Fusarium is een gevaarlijke en veel voorkomende plantenziekte. De veroorzakers van de ziekte verzadigen het graan met mycotoxinen, waardoor het ongeschikt en zelfs gevaarlijk is als het wordt geconsumeerd als voedsel of als diervoeder.
Een ziekte kan verschillende delen van een plant in verschillende stadia van zijn ontwikkeling aantasten. Spike-infecties komen meestal voor bij warm, vochtig weer, wanneer de luchttemperatuur hoger is dan + 20 ° C. Verzwakte planten worden bijzonder gemakkelijk aangetast.
Graan besmet met Fusarium-infectie heeft een karakteristieke lichtgroen-grijze kleur met rozerode vlekken. In sommige gevallen ziet het graan er misschien gezond uit. Met een latente infectie ziet het er normaal uit, maar laboratoriumtests onthullen myceliumpathogenen in het endosperm. Onder dergelijke omstandigheden krijgt het graan geleidelijk een roze tint, verliest het zijn glans aan het oppervlak en wordt het nietig.De aanwezigheid van gifstoffen in het graan kan niet worden bepaald zonder laboratoriumapparatuur. Schadelijke stoffen bij de verwerking van graan vallen in meel en producten daaruit. Wetenschappers hebben bewezen dat bij de bereiding van brood uit Fusarium-graan het gehalte aan mycotoxinen niet alleen niet afneemt, maar ook kan toenemen in interactie met gist.

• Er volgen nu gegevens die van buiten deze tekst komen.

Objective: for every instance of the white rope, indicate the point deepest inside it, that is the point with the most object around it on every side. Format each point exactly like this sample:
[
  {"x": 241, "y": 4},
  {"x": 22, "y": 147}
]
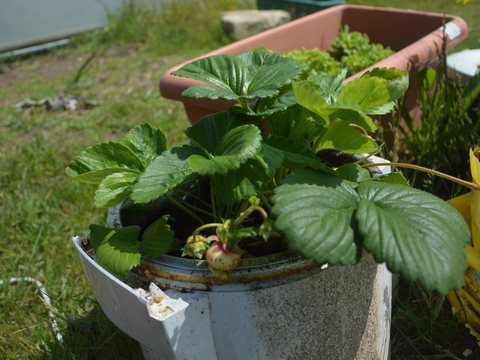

Bij mensen komt vergiftiging met producten met mycotoxinen tot uiting in braken en schade aan het centrale zenuwstelsel. Varkens die met besmette granen worden gevoed, verminderen de voortplantingsfunctie, verliezen gewicht en weigeren te eten. Bij vogels veroorzaakt Fusarium-graan ulceratieve stomatitis, epidermale necrose, schade aan inwendige organen en verminderde productiviteit. Vogels beginnen dergelijk voedsel te weigeren. Fusarium kan worden bestreden door middel van fungiciden.